Unravelling the Mechanism behind Ineffective Erythropoiesis in Sickle Cell Disease: The Role of GATA-1

Background & Objectives: Ineffective erythropoiesis (IE) is an important factor in many types of anemias, including beta-thalassemia. Recently, a study by El Hoss et al provided compelling evidence for IE being an important part of the pathophysiology of sickle cell anemia (SCA) (PMID: 32855279). Furthermore, we developed a clinical index to measure IE and showed that patients with the SS genotype, but not SC, had increased IE compared to healthy donors (HD) (PMID: 34670360). However, the molecular mechanisms of IE in SCA, its relationship to disease heterogeneity and its potential as a therapeutic target, remain unknown. Importantly, GATA1, an essential erythroid transcription factor known to be downregulated in haematological conditions presenting with IE, has not been previously investigated in SCA. Thus, the aim of this project is to investigate the molecular basis of IE in SCA by focusing on GATA1 functions in erythropoiesis.

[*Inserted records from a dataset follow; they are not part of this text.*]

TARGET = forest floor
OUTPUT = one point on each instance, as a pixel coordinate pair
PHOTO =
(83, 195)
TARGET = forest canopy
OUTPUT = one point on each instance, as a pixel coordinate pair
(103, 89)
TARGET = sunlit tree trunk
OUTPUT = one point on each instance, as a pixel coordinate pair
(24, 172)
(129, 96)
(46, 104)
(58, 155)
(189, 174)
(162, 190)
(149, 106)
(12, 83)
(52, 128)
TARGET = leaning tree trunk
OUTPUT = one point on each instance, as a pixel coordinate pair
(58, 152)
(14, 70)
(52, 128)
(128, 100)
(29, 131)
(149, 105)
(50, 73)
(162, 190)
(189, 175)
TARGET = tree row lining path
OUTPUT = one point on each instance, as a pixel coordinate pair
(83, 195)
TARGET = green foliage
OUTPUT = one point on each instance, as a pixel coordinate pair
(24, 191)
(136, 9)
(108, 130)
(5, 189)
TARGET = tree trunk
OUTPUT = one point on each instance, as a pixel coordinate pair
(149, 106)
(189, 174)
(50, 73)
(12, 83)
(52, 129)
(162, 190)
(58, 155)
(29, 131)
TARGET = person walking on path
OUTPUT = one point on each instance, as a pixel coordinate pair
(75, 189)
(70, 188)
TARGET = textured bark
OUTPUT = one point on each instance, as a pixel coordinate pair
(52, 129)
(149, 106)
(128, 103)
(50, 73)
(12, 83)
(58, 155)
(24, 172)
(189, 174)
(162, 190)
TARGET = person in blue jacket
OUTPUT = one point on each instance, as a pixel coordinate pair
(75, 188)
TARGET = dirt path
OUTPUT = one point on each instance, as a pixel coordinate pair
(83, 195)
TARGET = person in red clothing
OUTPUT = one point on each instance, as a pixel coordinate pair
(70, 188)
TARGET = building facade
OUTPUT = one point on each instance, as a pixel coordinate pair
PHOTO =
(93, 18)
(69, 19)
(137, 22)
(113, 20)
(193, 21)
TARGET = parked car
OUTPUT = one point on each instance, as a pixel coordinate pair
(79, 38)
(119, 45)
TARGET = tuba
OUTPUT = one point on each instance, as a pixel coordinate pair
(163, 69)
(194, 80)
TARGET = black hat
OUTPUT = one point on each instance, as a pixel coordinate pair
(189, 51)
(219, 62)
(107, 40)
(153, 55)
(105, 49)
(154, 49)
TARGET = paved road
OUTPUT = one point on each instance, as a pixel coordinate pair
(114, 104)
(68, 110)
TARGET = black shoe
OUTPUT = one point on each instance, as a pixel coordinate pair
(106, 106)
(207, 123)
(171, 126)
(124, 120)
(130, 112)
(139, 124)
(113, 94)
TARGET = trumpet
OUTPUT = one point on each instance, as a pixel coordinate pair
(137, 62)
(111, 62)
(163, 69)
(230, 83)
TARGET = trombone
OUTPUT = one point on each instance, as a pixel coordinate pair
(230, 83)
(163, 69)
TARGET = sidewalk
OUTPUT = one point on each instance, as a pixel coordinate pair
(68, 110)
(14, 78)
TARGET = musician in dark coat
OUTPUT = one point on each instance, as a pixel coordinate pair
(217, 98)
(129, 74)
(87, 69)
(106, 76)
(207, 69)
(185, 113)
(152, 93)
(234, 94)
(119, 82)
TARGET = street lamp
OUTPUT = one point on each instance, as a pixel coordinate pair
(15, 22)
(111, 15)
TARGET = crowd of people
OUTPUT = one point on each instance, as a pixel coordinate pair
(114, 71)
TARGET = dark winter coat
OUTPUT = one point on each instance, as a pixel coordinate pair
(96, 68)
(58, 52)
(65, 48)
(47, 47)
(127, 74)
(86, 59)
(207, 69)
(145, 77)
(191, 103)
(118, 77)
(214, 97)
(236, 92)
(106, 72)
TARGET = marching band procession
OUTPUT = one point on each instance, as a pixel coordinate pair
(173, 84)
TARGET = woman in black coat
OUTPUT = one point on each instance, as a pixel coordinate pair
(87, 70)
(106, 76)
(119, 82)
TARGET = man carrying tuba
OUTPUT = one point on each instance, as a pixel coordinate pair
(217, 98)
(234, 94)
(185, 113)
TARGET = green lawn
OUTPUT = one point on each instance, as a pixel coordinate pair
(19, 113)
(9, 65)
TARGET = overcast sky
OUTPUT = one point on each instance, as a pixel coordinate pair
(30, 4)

Methods: HUDEP-2 cells, gene-edited sickle HUDEP-2 (SS HUDEP-2) (PMID: 32405513) cells and CD34+ cells isolated from individuals with HbSS and healthy donors, were differentiated ex vivo using a two-phase culture and (i) erythroid differentiation kinetics, (ii) markers of oxidative stress, (iii) GATA1 expression and (iv) antioxidant response factors NRF2, FOXO3 and heme-oxygenase 1 (HO-1) were assayed every other day during phase 2. IE was also studied in SS Berkeley transgenic mouse (PMID: 16166585). Both the spleen and the bone marrow were investigated in AA, AS and SS mice.

Results: No significant differences were observed in the differentiation kinetics and in levels of oxidative stress in in vitro differentiated HUDEP-2 and SS HUDEP-2 cells. Moreover, GATA1 levels were similar in both cases. Importantly, ex vivo differentiation of human SS CD34+ cells showed a striking delay accompanied by high oxidative stress and a decrease in GATA1 protein levels (Figure 1) compared to normal controls. We also found a significant decrease in FOXO3, NRF2 and HO-1 levels in SS erythroblasts compared to healthy donor erythroblasts. IE was evident in SS mice compared to AA and AS controls. SS mice presented with higher levels of reactive oxygen species (ROS) in both the bone marrow and the spleen tissue. Histological studies showed that the SS Berkley mouse has a very congested bone marrow with a disorganized architecture. Moreover, we showed a significant decrease in GATA1 protein in SS spleen and bone marrow erythroid cells.

Conclusion: Using ex vivo differentiation of primary SS cells and an in vivo mouse model for SCA, we show for the first time that aberrant GATA-1 levels play a key role during IE in SCA. During SS erythropoiesis, a significant reduction in the protein levels of the GATA1 erythroid master transcription factor and of FOXO3 and NF-E2, important transcriptional regulators of the oxidative stress response occur. These same changes were not seen in SS HUDEP-2 cells, suggesting that abnormalities of the bone marrow niche are central to abnormal erythropoiesis in SCA. Modification of the bone marrow niche and manipulation of GATA-1 levels may be important therapeutic tools in SCA.